Today I’m enjoying a well-earned day off, my only one this week and I will be dropping by the restaurant in the afternoon to run through the new menu and tastings, I have been looking forward to my day off because looking out the window anyone would be fooled into thinking I’m sitting on a Greek island, well that’s an exaggeration because the squawking seagulls, the bus roaring past, the stone beach and the polish builder seriously distracting the flow of my writing are a bit of a giveaway. The weather is stunningly hot and I’m soon going to be out in it manipulating my body into thinking its back in front of the 6 burner and salamander, because I miss it already. I have gone for straight weeks without a single day off, because I was helping friends out in restaurants or have been short staffed in my own kitchen, but that’s not unusual as a chef, and I don’t think I’m special because of it, as chefs we all do it, and at the end of it, we breathe a sigh of relief and don’t even consider the option of not doing it again, because secretly we enjoy it!

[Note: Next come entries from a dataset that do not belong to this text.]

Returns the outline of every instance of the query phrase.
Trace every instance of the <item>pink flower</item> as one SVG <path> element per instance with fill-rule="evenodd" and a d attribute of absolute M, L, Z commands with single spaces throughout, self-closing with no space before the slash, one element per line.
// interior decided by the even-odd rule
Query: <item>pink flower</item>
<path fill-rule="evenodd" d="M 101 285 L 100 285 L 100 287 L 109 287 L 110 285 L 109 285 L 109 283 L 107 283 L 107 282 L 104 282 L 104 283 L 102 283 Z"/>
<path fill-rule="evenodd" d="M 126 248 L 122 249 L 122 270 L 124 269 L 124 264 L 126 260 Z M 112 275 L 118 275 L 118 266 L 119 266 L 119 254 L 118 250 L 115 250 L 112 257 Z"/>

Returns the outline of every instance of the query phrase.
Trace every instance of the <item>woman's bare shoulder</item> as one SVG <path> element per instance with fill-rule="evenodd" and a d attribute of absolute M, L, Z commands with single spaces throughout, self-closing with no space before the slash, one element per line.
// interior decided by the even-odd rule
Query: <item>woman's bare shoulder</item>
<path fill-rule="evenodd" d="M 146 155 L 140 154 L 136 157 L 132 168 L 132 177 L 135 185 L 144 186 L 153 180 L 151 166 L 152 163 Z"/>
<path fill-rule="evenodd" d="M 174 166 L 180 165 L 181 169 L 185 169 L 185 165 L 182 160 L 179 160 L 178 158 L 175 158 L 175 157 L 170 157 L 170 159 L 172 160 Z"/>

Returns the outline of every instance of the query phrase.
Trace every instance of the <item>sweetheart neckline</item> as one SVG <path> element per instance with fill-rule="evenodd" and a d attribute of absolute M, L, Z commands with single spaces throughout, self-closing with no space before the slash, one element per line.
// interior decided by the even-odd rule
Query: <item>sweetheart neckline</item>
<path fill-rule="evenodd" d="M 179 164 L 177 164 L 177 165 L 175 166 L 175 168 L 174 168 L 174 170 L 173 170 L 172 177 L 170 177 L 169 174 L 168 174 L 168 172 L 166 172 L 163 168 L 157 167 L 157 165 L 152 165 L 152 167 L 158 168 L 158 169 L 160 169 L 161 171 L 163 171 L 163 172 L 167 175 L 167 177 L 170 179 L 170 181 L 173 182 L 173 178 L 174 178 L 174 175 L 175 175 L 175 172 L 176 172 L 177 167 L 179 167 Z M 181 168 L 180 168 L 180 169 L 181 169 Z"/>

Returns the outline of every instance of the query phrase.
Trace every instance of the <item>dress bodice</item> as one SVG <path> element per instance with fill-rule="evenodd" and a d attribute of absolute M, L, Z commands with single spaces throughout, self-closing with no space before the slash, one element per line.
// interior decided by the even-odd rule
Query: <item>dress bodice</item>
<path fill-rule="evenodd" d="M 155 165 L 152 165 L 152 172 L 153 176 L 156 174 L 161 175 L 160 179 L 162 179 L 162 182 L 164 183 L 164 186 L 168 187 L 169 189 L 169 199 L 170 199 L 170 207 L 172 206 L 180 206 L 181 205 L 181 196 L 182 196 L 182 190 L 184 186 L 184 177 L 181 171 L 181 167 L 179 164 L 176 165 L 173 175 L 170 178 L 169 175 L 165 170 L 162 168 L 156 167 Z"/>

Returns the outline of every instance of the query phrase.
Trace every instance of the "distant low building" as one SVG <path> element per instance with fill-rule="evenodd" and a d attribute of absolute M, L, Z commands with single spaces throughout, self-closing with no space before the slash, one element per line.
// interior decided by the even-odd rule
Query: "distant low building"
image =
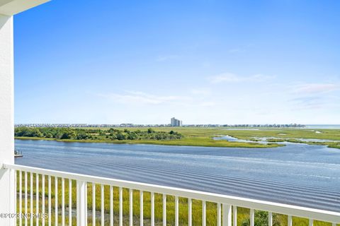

Each chef has a certain sadistic element to their personality, we miss the kitchen because most of our friends are either still slogging it out in a dripping hot sweat box or working their normal socially acceptable hour’s job. We miss being creative, turning raw ingredients into something special and devising new ideas and concepts, challenging ourselves and constantly asking the question “what about this, with that?” Only one way to find out, get creative. We miss the pressure and the violent time restraints; we’re too used to living off a little amount of sleep. It is possible to be tired from too much sleep. We miss the friend standing next to us on the stove or pass that we share so many hours, jokes and banter.
So I’m looking forward to going into work today, because we’re going to get together as a team and taste and discuss the new menu, probably have a little joke and talk about what we did after service last night, well one of the chefs already knows because he called me late last night to run through a few things and ended up taking the piss out of me for making myself a ploughman’s at 11.30, so I’m expecting a little bit of food snobbery banter.
As chefs we all look forward to a day out of the extreme pressure and temperatures, but bottom line. We all secretly can’t wait to get back too it, and I will probably a little dehydrated because I might have a few beers tonight.